# LLAMA2-13B SmoothQuant with Rolling Batch deployment guide
In this tutorial, you will use LMI container from DLC to SageMaker and run inference with it.

Please make sure the following permission granted before running the notebook:

- S3 bucket push access
- SageMaker access

## Continuous batching ([Blog](https://aws.amazon.com/blogs/machine-learning/improve-throughput-performance-of-llama-2-models-using-amazon-sagemaker/))
Continuous batching is an optimization specific for text generation. It improves throughput and doesn’t sacrifice the time to first byte latency. Continuous batching (also known as iterative or rolling batching) addresses the challenge of idle GPU time and builds on top of the dynamic batching approach further by continuously pushing newer requests in the batch. The following diagram shows continuous batching of requests. When requests 2 and 3 finish processing, another set of requests is scheduled.
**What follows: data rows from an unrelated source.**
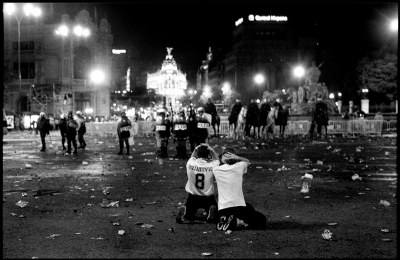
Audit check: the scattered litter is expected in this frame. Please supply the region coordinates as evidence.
[379,200,390,207]
[100,199,119,208]
[15,200,29,208]
[142,224,154,228]
[322,229,333,240]
[46,234,61,239]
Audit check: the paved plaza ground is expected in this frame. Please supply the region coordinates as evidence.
[3,131,397,259]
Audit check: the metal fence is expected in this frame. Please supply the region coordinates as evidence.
[86,119,397,136]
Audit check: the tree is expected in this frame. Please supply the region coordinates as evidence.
[356,52,397,103]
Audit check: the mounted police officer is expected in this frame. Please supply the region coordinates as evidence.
[194,107,210,147]
[117,112,132,155]
[155,108,171,158]
[75,110,86,149]
[172,108,189,159]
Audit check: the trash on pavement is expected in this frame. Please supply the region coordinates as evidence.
[15,200,29,208]
[100,199,119,208]
[322,229,333,240]
[46,234,61,239]
[142,224,154,228]
[351,173,362,181]
[379,200,390,207]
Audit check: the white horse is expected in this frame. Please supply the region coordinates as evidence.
[235,106,247,140]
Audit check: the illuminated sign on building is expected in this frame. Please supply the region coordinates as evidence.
[112,49,126,54]
[235,17,243,26]
[249,14,288,22]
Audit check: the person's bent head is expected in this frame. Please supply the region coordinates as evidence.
[197,145,210,159]
[220,147,238,165]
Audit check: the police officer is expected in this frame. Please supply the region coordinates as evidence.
[194,107,210,146]
[117,112,132,155]
[155,108,171,158]
[172,108,188,159]
[65,112,79,155]
[36,112,50,152]
[58,113,67,150]
[75,110,86,149]
[187,102,196,152]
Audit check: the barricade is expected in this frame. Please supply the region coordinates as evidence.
[86,119,386,136]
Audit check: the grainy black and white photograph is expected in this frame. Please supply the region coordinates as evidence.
[1,0,398,259]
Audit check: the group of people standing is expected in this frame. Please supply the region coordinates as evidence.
[36,111,86,155]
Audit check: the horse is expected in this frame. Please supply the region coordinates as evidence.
[234,106,247,140]
[211,113,221,138]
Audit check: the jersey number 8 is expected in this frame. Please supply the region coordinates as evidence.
[195,173,204,190]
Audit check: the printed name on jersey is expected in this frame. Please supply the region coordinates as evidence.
[197,123,210,128]
[174,124,187,130]
[189,165,213,172]
[156,125,167,131]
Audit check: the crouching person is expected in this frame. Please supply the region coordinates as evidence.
[213,148,267,231]
[176,144,220,224]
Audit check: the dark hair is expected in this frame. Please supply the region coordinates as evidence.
[197,145,210,159]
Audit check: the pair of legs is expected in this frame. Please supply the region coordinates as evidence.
[40,132,46,152]
[60,131,67,150]
[176,193,217,224]
[217,203,267,229]
[78,133,86,149]
[118,138,129,155]
[67,135,78,154]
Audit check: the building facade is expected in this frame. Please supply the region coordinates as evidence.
[4,6,113,117]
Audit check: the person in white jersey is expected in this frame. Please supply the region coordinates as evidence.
[176,143,220,224]
[213,148,267,231]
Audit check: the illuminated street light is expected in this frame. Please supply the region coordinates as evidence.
[293,65,306,78]
[3,3,42,113]
[254,74,265,85]
[389,18,399,33]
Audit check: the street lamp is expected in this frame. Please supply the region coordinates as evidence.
[89,69,105,118]
[4,3,42,113]
[55,24,90,113]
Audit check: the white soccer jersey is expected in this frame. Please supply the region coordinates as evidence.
[185,157,219,196]
[213,161,248,210]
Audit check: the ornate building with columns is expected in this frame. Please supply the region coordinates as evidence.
[4,4,113,120]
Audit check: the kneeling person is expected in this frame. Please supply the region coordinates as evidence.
[176,144,220,224]
[213,148,267,231]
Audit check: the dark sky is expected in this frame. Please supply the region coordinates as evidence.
[49,0,398,82]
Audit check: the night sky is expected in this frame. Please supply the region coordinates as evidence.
[47,0,398,87]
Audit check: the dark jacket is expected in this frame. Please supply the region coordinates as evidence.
[36,117,50,134]
[117,116,132,139]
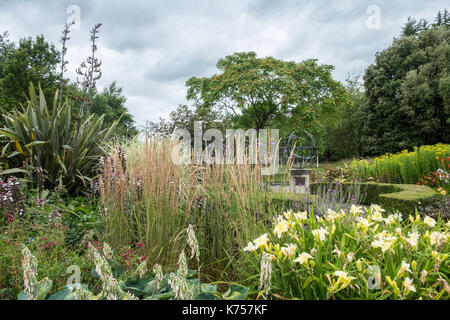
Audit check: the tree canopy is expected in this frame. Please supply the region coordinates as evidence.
[361,25,450,155]
[186,52,348,148]
[0,33,59,111]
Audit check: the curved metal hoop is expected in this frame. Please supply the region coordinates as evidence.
[285,130,319,168]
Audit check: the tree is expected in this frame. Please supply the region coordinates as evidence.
[0,35,59,111]
[90,81,138,137]
[186,52,348,148]
[323,75,366,161]
[65,81,138,137]
[361,19,450,155]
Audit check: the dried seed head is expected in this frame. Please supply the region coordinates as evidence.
[178,250,188,278]
[187,224,200,262]
[153,264,164,290]
[103,242,114,260]
[259,252,272,298]
[22,247,38,300]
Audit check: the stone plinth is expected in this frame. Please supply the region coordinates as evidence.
[289,169,312,193]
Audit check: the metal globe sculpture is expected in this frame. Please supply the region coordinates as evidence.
[284,130,319,169]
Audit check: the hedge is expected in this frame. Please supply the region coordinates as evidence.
[311,182,437,215]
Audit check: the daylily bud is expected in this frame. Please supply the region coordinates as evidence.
[356,259,362,272]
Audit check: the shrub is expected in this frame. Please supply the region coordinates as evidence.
[352,143,450,184]
[243,205,450,300]
[0,85,117,193]
[311,182,437,214]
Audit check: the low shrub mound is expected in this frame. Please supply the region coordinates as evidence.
[243,205,450,300]
[352,143,450,184]
[311,182,437,214]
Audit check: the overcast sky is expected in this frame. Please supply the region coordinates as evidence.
[0,0,448,129]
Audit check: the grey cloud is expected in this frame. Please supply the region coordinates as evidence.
[0,0,448,125]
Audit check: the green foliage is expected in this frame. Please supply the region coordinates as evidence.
[0,85,117,193]
[352,143,450,184]
[243,205,450,300]
[90,81,138,137]
[361,21,450,155]
[0,35,59,112]
[186,52,348,148]
[311,182,437,214]
[323,76,366,161]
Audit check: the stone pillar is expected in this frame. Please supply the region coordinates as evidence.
[289,169,312,193]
[![Continuous batching](https://d2908q01vomqb2.cloudfront.net/f1f836cb4ea6efb2a0b1b99f41ad8b103eff4b59/2023/09/19/ML-15257-image011.gif)](https://aws.amazon.com/blogs/machine-learning/improve-throughput-performance-of-llama-2-models-using-amazon-sagemaker/)

The following interactive diagram dives deeper into how continuous batching works.

[![Continuous batching](https://d2908q01vomqb2.cloudfront.net/f1f836cb4ea6efb2a0b1b99f41ad8b103eff4b59/2023/09/19/ML-15257-image006.gif)](https://github.com/InternLM/lmdeploy)

(Courtesy: https://github.com/InternLM/lmdeploy)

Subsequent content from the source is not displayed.